The Strange Intelligence of AI. Will it fix Healthcare?

The Strange Intelligence of AI. Will it fix Healthcare?

I recently came across two excellent articles that have contributed to my reflections about artificial intelligence.

The first, “Fossilized Cognition and the Strange Intelligence of AI,” written by John Nosta is a philosophical and conceptual reflection on the nature of generative artificial intelligence, especially large language models (LLMs) – https://www.psychologytoday.com/us/blog/the-digital-self/202504/fossilized-cognition-and-the-strange-intelligence-of-ai

Nosta proposes that LLMs are not “minds in the making,” but rather sophisticated reconstructions of “fossilized” human cognition – sedimented in ancient texts, fragments of past human thought organized by statistical patterns rather than meaning or lived experience. According to him, these AIs do not think like us, and do not have continuous memory or consciousness. They operate in an “eternal now,” responding to stimuli based on vast linguistic records of the past. They do not live, they do not evolve, they merely reanimate past language patterns.

Unlike human cognition, which is built based on time and experience, LLMs exist in a “timeless geometry” – a metaphor to describe how language models organize knowledge and produce responses in a nonlinear, timeless way that is detached from human experience.

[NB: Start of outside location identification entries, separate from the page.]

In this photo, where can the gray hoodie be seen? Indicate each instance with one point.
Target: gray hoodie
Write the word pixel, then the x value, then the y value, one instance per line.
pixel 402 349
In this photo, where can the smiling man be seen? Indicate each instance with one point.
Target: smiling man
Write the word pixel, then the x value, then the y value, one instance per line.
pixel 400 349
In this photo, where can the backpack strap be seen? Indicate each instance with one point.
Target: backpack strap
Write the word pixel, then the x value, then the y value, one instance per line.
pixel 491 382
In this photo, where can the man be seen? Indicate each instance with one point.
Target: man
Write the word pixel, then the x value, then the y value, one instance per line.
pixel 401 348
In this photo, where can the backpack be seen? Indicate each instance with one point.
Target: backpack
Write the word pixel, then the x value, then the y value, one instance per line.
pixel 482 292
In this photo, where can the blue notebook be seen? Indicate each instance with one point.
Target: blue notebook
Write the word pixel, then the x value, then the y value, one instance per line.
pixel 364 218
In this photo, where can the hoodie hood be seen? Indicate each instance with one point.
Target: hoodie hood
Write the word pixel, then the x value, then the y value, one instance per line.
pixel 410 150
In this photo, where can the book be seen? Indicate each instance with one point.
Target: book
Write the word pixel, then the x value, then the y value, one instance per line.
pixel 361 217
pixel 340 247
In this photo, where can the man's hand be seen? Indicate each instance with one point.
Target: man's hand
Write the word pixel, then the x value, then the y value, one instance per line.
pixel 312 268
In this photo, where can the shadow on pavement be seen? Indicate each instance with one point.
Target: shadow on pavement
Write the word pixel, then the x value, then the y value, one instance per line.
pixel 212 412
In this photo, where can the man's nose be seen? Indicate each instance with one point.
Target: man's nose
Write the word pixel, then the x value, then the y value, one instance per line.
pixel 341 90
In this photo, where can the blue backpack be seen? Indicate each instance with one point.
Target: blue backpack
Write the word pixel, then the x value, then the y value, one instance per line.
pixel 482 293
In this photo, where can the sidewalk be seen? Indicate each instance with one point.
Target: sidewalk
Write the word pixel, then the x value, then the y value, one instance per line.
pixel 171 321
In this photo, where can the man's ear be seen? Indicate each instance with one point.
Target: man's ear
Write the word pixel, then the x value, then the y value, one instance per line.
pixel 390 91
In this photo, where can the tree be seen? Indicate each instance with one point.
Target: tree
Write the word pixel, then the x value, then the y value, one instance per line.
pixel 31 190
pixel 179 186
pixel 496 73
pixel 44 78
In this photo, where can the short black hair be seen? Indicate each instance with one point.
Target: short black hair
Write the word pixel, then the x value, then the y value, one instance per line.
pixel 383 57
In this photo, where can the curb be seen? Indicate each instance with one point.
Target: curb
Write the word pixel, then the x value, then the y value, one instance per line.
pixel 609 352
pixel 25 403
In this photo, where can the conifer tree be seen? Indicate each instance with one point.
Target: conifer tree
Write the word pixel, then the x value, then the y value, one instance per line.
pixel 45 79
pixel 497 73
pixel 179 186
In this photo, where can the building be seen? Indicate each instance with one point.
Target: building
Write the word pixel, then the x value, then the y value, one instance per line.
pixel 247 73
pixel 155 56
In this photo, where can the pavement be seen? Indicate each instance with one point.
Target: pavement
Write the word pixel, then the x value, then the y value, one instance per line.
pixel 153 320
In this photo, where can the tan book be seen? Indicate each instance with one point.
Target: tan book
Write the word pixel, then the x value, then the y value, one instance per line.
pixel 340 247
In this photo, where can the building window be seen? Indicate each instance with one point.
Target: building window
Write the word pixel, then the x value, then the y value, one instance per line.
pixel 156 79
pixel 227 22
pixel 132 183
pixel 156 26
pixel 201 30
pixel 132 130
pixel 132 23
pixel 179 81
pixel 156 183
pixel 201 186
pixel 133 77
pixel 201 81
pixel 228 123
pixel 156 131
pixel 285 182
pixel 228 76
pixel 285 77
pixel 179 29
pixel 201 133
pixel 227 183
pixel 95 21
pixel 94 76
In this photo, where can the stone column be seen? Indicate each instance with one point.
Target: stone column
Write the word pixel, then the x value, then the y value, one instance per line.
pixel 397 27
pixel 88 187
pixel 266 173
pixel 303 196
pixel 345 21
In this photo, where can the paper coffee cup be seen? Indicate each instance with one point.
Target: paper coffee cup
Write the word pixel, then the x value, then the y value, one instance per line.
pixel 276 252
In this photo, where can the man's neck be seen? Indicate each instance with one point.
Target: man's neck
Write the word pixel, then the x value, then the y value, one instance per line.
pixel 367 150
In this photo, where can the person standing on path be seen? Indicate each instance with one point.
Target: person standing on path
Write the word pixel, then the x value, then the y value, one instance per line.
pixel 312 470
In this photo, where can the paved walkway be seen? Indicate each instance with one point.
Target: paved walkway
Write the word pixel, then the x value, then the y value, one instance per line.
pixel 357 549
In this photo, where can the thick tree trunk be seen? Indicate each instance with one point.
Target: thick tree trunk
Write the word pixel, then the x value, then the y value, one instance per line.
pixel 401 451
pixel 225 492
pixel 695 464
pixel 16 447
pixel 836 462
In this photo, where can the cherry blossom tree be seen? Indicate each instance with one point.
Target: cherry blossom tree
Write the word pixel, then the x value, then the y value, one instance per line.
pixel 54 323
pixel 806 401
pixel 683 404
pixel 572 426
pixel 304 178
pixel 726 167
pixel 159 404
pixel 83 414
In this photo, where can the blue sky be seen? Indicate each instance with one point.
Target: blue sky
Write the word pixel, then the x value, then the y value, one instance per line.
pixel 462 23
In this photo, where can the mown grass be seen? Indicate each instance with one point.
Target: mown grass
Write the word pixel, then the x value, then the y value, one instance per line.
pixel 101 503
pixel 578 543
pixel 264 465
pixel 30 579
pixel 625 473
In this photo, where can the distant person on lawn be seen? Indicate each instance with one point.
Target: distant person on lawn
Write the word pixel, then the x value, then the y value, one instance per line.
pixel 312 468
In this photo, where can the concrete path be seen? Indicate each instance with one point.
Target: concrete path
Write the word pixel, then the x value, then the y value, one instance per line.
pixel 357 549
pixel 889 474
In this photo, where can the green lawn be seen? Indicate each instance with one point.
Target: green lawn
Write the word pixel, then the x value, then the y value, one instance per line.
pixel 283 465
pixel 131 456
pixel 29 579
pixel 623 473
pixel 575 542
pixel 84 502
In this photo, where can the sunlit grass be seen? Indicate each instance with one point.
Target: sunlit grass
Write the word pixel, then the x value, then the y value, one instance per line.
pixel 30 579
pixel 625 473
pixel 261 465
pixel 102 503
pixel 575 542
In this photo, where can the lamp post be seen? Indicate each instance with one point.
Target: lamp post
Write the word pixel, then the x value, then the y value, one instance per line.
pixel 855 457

Even with technical memories in place, LLMs do not remember like us—they merely retrieve data. Nosta does not deny their value. On the contrary, he recognizes their practical power and transformative impact. However, he argues that it is essential to understand what they really are: reflective machines, not conscious minds.

The second article is “Why AI Will Not Fix Healthcare” written by João Bocas – https://lnkd.in/dJ4ZcYVG

In it, Bocas challenges the widespread belief that Artificial Intelligence will “fix” healthcare. He argues that although AI offers impressive capabilities it lacks the human elements essential to medicine: empathy, intuition, and connection. He emphasizes that healthcare’s core problems are not technical, but systemic, cultural, and human.

He critiques the tendency to use AI as a shortcut rather than as part of a strategic transformation. This often results in systems that increase administrative burden, erode patient trust, and worsen health disparities — particularly when AI tools are not designed inclusively or validated by clinicians.

Ultimately, Bocas asserts that real healthcare improvement requires investment in people, ethical system design, cultural change, and collaboration between humans and machines. The future, he concludes, should not be “artificial” but augmented, with AI enhancing rather than replacing human care.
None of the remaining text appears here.